В деревне не было ни кулаков-мироедов, ни голытьбы. Так, впрочем, были устроены все немецкие деревни, все работали приблизительно одинаково и жили, соответственно, так же, не сильно отличаясь от некоего среднего уровня. А в колхозе даже эти различия быстро нивелировались. Вот Гофманы, соседи Вольфов, жили, туго затянув пояса, все же восемь детей, мал мала меньше. Так им колхоз дал лес на пристройку для дома, железо для крыши и краску, чтобы эту крышу покрасить. Счастливые лица Генриха и Фридриха Гофманов, закадычных приятелей Юргена, были последней яркой картинкой его советского детства.
Потому что потом все в его жизни переменилось. Почему, зачем — он так и не понял до сих пор. Ему минуло одиннадцать, когда они с матерью уехали из родной деревни. Быстро собрались — и уехали. Сестра, незадолго до этого вышедшая замуж, растерянная, заплаканная, прощалась с ними так, как будто они расставались навсегда. А с братом, учившимся в танковом училище, Юрген вообще больше никогда не виделся. Они приехали в Москву и через несколько дней двинулись дальше. Никаких деталей этого путешествия в памяти не осталось — впечатлений он наелся до отвала еще на первой стадии. Он был подавлен скоропалительным отъездом, обескуражен быстро сменяющимися станциями и городами, растерян от скопища незнакомых людей вокруг и пуще всего боялся потеряться. Он ни на шаг не отходил от матери и даже в поезде все время сидел с ней рядом, уткнувшись лицом в ее жакетку.
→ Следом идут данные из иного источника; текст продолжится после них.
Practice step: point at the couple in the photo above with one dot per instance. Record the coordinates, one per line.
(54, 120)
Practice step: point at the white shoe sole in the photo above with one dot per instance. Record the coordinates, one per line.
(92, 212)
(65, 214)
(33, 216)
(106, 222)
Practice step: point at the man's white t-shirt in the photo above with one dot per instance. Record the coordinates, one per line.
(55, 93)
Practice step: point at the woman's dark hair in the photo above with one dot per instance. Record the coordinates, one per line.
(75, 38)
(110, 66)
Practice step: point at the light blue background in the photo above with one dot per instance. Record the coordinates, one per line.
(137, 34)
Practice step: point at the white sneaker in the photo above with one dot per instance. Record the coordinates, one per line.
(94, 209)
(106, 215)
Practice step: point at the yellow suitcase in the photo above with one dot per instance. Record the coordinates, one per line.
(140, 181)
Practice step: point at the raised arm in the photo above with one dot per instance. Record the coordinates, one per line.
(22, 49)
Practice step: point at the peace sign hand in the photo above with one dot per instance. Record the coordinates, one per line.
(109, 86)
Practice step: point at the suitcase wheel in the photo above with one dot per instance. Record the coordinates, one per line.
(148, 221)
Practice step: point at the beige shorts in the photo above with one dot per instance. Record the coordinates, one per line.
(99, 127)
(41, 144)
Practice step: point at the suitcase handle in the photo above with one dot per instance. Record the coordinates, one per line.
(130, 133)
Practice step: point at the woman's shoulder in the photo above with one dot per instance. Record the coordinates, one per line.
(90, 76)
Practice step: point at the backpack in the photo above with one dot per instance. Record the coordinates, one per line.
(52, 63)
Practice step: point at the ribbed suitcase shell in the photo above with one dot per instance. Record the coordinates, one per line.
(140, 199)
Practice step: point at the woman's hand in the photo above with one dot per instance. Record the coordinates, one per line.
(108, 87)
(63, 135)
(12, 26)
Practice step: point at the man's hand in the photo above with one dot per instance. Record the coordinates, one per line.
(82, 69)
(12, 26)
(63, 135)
Более или менее пришел в себя он в польском городе Гданьске. Все вокруг было чужим, незнакомым — город, люди, язык, даже отец, который встретил их на вокзале. И сам он предстал каким-то незнакомцем — в больших вокзальных окнах отражался запуганный, угрюмый, смотревший исподлобья мальчик, с ног до головы обряженный в чужую одежду, добротную, но не новую. Все, что напоминало о прежней жизни, было безжалостно выкинуто еще в Москве. Остались только воспоминания. Но и на них отец с матерью наложили жесткую узду: никогда и никому! А то плохо будет, и ему, и им, отцу с матерью. Так он поневоле стал малообщителен и скрытен.